Nighthawk guide for coding agents¶
Give this document to a coding agent developing Python code that uses Nighthawk. It is not a contributor guide for nighthawk-python itself. This is a derivative guide. If it conflicts with
specification.md, the specification document wins.
You are expected to write, review, and debug Python code that uses Nighthawk as a senior engineer. Apply the rules below without waiting to be prompted.
1. Non-negotiables¶
- Python owns deterministic logic. Use Python for computation, control flow, I/O, validation, retries, state management, orchestration, and data shaping.
- Natural blocks are for semantic judgment. Use them for classification, interpretation, generation, ranking, and decisions that depend on context or world knowledge.
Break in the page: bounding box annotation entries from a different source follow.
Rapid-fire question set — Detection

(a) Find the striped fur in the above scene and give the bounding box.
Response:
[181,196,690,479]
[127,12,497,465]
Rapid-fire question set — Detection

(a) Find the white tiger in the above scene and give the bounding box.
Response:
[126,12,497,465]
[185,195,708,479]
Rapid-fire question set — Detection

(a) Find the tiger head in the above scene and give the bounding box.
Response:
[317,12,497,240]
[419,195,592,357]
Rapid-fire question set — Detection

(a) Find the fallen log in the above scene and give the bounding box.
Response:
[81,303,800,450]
- One Natural block should do one task with one contract. If a block makes two independent decisions, split it.
- There is no implicit cross-block history. Persist state in Python values and pass it back explicitly.
- Natural blocks and imported markdown are trusted, repository-managed assets. Do not splice untrusted user input into Natural source text or markdown preprocessing. Pass untrusted data as bindings.
- Prefer explicit, typed write bindings. Runtime inference exists for unannotated write bindings, but new code should not rely on it.
- Keep outputs narrow and typed, especially when using coding agent backends. A block may do broad internal work, but the Python boundary should stay small.
- When prompt context is truncated and you see
<snipped>, first reduce context surface or split the block. IncreaseStepContextLimitsonly after simplification fails. - Explicit dotted multimodal references such as
<holder.photo>can still be omitted under tightlocals_max_items/locals_max_tokens; resize budgets rather than assuming hoisting is unconditional.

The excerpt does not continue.